Les Balkans victimes collatérales des débats sur Schengen ?
Bruxelles vient de proposer une nouvelle mesure permettant de réinstaurer temporairement l’obligation de visas pour des pays qui en sont exemptés. La France et les Pays-bas sont à l’origine du projet.
Bruxelles vient de proposer une nouvelle mesure permettant de réinstaurer temporairement l’obligation de visas pour des pays qui en sont exemptés. La France et les Pays-bas sont à l’origine du projet.
La Commission lâche du lest. Si elle refuse pour l’instant de durcir les contrôles aux frontières intérieures de l’espace Schengen, elle semble avoir cédé à la demande de certains États de rétablir exceptionnellement des visas à l’entrée de l’UE pour les ressortissants des pays qui en étaient exemptés.
Le 24 mai, Bruxelles a proposé qu’une exception (clause de sauvegarde), appliquée uniquement dans des « circonstances exceptionnelles », soit introduite dans la législation.
Trois cas
Concrètement, Bruxelles pourrait décider de rétablir les visas dans trois cas : en l’espace de 6 mois, un pays de l’UE constate une augmentation de 50% de demandeurs d’asile d’un pays tiers, ou une augmentation de 50% de clandestins, ou encore une augmentation de 50% des refus de réadmission pour un même pays.
Les pays de l’UE devront justifier leur choix auprès de la Commission, qui aura le dernier mot. En plein débat sur les défaillances présumées de l’espace Schengen, Bruxelles ne veut surtout pas laisser les États décider seuls de durcir leurs contrôles aux frontières.
Rassurer les pays
Reste que la Commission elle-même semble embarrassée par sa proposition. Lors de la conférence de presse de présentation de ce train de mesures sur l’immigration, la Commissaire aux Affaires intérieures, Cecilia Malmström, a pris des gants.
« Il n’y aura pas d’automatisme. Aucun pays ne pourra prendre cette décision seul. Elle n’interviendra qu’en tout dernier recours, lorsque tout le reste aura échoué. Elle ne vise aucun pays », a-t-elle martelé.
« J’espère que nous n’utiliserons jamais cette clause », a-t-elle fini par avouer.
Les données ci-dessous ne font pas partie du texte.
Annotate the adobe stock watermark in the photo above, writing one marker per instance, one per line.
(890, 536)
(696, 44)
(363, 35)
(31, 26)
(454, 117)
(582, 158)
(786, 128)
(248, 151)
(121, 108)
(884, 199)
Comme pour se défausser d’une mesure qu’elle ne cautionne pas, la commissaire espère que la clause pourra « accroître la confiance des États membres et permettre l’instauration de nouveaux régimes d’exemption de visa pour l’avenir ».
La France et les Pays-Bas
Les pays concernés par ces facilités de circulation sont en premier lieu ceux des Balkans. En décembre 2009, les citoyens serbes, monténégrins et macédoniens ont été exemptés d’obligation de visa. Depuis décembre 2010, Albanais et Bosniaques bénéficient également de ce régime pour rentrer dans l’UE.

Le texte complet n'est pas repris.